So here I sit, a blank page of a day ahead of me. Part of me wants to keep watching Dowton Abby (I’ve gotten a little obsessed. It’s like hours of Pride and Prejudice – who wouldn’t love that!) but the other part of me knows I need to get some writing done.
My dream right now is to go somewhere for a whole week. All alone. And just write. It’s not really realistic – it’s hard to go off and leave everyone to fend for themselves. I mean maybe I could squeeze a couple days in somewhere. But a week alone to write – that would be magnificent! I daydream about being in a rustic little cabin. I would be terrified alone at night in the middle of the woods (Thanks Jonny Depp for that scary movie) but I’d make it. Or maybe, a little beach house by the ocean. That would also be an ideal spot to write. Hearing the crash of the waves hit the shore. But I know I’d be distracted.
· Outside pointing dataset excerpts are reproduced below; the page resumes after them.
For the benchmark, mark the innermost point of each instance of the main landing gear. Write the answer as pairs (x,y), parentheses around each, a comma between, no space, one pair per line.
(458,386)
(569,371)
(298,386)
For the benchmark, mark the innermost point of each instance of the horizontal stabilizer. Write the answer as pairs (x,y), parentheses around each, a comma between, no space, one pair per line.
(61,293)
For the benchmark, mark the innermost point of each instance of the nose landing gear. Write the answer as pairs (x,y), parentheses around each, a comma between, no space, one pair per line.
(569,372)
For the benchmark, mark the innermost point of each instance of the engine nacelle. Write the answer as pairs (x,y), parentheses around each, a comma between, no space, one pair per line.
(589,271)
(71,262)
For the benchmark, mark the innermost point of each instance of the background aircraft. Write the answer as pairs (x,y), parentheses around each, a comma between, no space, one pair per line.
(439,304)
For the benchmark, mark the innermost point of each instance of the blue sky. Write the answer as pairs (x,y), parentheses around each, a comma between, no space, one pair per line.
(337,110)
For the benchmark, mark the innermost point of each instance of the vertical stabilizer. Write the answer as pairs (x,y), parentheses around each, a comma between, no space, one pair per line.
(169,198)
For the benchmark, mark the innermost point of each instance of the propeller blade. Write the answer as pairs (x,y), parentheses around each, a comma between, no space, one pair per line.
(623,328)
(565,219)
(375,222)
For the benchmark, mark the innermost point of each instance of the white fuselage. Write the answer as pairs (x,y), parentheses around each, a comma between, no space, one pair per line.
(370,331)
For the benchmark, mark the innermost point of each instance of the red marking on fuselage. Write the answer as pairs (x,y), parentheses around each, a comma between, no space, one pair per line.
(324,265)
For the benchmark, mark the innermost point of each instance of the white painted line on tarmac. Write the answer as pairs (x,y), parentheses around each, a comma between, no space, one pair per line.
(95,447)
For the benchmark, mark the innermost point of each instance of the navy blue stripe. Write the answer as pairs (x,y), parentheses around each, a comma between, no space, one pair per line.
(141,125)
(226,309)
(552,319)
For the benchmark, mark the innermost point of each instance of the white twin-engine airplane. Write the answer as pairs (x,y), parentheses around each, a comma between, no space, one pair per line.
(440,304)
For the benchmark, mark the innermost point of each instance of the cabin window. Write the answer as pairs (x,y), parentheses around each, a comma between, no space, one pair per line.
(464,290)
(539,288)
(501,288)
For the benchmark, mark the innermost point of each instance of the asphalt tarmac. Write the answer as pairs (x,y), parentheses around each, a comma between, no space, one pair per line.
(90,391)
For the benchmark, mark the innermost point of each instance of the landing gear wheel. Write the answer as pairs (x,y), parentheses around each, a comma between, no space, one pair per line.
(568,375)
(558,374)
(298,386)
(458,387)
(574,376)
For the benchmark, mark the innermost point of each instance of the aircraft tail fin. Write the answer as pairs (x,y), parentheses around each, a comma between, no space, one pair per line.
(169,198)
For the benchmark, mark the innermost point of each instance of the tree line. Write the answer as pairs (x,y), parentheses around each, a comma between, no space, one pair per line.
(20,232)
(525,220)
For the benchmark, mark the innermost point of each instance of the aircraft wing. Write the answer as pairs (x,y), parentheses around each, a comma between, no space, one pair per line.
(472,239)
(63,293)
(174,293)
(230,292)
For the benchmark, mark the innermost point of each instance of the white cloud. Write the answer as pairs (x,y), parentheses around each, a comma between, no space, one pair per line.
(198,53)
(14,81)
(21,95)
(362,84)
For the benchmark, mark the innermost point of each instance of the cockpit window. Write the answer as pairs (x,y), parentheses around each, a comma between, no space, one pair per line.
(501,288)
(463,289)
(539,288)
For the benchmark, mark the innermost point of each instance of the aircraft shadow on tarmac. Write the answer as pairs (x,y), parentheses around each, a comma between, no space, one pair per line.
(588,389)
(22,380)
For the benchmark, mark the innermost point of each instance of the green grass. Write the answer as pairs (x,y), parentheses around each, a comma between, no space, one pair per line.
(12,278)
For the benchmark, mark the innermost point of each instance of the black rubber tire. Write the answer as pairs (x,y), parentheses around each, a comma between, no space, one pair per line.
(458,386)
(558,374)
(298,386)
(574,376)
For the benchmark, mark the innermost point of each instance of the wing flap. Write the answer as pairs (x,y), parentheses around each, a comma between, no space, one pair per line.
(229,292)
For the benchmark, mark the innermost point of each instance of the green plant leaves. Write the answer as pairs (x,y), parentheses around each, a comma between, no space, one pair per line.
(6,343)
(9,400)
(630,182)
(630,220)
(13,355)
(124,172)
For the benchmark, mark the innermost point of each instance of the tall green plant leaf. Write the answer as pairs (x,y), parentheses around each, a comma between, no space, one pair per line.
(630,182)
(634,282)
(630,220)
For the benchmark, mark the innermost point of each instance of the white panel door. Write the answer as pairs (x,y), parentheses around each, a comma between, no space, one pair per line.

I’d want to be outside with my feet in the water, getting a tan and my laptop would get all sandy. But I could suffer through the sunshine and get some work done. I think of my Grandma’s house on top of a hill overlooking the bay in Newfoundland. That would also be a writer’s paradise. Breathing in that fresh Eastern air and watching the whales play in the bay. But I’d want to visit with all my family down the lane and visit all the beautiful scenery. But I know I’d still be inspired.
But for now – here I sit. I should be content with the fact that I have a whole free afternoon ahead of me and stop daydreaming about all the movies I have seen where the writers are in these really romantic locations writing – and just start writing. Here at my pretty desk. In front of my window with my star lights hanging down. It’s actually quite nice. It’s no villa but I have coffee close by and a motivating playlist on my iphone.
I can try to ignore the laundry I need to do, and I can try to forget that I need to mop the floors later and wash all the bedding while my kids are away. Right? I mean, I have imagination. I can pretend it’s just me and my pretty desk and write. I can take my thoughts to a creative place and immerse myself into my far off worlds. That’s actually what I love about writing! Enough internal whining and location dreaming. It’s time to work.